Littérature française

 

 

 

«En wagon, les gens bien élevés n’engagent jamais de conversation avec des inconnus. On peut demander ou donner avec bonne grâce un renseignement utile, mais ensuite on ouvrira un livre, un journal pour couper court à l’entretien.»

 

(Berthe Bernage, Manuel de savoir-vivre et des usages du monde, Éditions Gautier-Langue­reau, 1936)

 

 

 

 

 

 

I

 




Conformément à l’horaire annoncé, à treize heures douze précises, le TGV 9864 Nice-Bruxelles s’était arrêté en gare de Marseille, et à l’instant même où il allait repartir, Rachel se leva de son siège côté couloir, esquissa un geste pour étendre un bras au-dessus d’elle, s’apprêtant à prendre des livres qu’elle avait laissés dans son sac. Ce geste n’aurait eu aucune conséquence si à ce moment exact un type n’avait fait une entrée précipitée dans la voiture 16: à son approche, il fit comme un pas de danse, inspectant tous les numéros de siège autour de Rachel, installée à la place 78, et trouva tout naturel de lui adresser la parole, se demandant pourquoi sa place à lui, la 76, juste derrière, était déjà occupée par un autre passager dont le billet attestait qu’il était en règle. Rachel croyait connaître cette espèce d’hommes. Elle ne s’étonna donc pas que celui-ci se saisît de l’occasion pour l’aborder. À la terrasse des cafés, à la sortie du métro, les hommes la repéraient, ils trouvaient tous les prétextes pour entrer en contact, et le plus souvent ces hommes-là étaient de ceux qu’elle avait plutôt envie de fuir.

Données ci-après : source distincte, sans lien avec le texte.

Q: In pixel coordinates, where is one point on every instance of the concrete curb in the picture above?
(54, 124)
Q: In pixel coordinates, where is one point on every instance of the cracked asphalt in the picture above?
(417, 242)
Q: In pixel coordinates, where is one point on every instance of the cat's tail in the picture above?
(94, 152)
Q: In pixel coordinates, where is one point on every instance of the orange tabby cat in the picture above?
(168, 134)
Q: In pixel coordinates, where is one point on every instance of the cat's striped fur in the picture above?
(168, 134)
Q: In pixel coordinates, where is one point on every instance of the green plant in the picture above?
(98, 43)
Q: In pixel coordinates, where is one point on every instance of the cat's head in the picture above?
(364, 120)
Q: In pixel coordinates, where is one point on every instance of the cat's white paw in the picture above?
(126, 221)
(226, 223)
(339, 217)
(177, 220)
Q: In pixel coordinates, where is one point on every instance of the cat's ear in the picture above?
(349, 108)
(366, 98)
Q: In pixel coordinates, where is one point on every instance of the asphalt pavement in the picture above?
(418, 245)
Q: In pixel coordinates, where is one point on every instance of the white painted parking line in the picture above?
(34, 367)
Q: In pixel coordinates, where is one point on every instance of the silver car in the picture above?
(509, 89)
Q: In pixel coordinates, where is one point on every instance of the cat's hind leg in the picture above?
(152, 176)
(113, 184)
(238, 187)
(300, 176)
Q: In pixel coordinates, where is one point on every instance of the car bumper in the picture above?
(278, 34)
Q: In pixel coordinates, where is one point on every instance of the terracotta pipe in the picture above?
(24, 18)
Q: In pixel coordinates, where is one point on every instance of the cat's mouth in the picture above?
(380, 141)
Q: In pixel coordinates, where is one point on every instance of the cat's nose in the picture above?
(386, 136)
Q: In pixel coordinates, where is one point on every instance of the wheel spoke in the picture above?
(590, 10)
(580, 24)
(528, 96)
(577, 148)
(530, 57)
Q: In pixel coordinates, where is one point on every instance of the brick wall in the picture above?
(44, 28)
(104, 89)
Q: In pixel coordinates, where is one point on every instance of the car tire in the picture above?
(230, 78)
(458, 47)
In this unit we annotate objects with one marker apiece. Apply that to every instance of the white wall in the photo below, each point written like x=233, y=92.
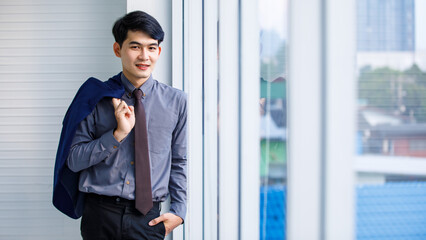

«C’est incroyable, lui dit l’inconnu, je viens de Barcelone, je vais à Bruxelles, et j’ai un billet de train pour une place qui n’existe pas.» (Pas mal, ce type, beau timbre de voix, petites lunettes, trente-cinq-quarante ans, cheveux frisés noirs, peau mate, gueule en lame de couteau, tête de danseur de tango, nez intéressant, pas d’alliance, blouson de cuir style aviateur, petite boucle d’oreille, écharpe rouge et vert serrée autour du cou, approximativement branché, dur à classer, genre méditerranéen introverti, macho souriant, timide expansif, plutôt sympathique, pas mal).

D’où qu’on vienne, la gare Saint-Charles à Marseille est un cul-de-sac, et le conducteur du TGV parti de Nice doit logiquement quitter la cabine de tête afin de rejoindre la cabine de queue qui deviendra, pour ce nouveau départ, la cabine de tête (ce détail a son importance, peu de gens prêtent attention à un mouvement pourtant essentiel à la continuation des événements), ce que fit ce jour-là, comme à l’ordinaire, Sébastien Fernandez, le conducteur (qu’on appelle encore parfois, parmi les roulants, le mécano) du TGV 9864, croisant, au passage sur le quai, un contrôleur tête nue qui, ressemblant assez étonnamment à Lambert Wilson, se prénommait cependant Julien, et une contrôleuse qu’on aurait pu prendre pour Audrey Tautou bien qu’elle se fît appeler Émilie, Émilie dont le bonnet, joliment posé de biais, signalait la présence officielle d’une contrôleuse des temps modernes à l’attention des passagers, moyen­nant quoi, cependant, on se pressait autour de Julien, tout de même, c’est un homme, lequel lança à l’adresse de Sébastien Fernandez, sans se tourner vers lui (tout occupé qu’il était à dévisager une passagère des pieds à la tête, une passagère avec haut échancré et jupe suggestive, à deux pans de couleurs différentes, un pan couleur peau, un pan couleur noire), alors Sèb, on se dégourdit les jambes? avec un accent marseillais assez prononcé, oh oui, oui oui, ça fait du bien, répondit Sébastien non sans appuyer son regard en direction d’Émilie, continuant sa marche d’un pas sportif avant de retourner à son poste, dans une autre cabine à tête de lézard.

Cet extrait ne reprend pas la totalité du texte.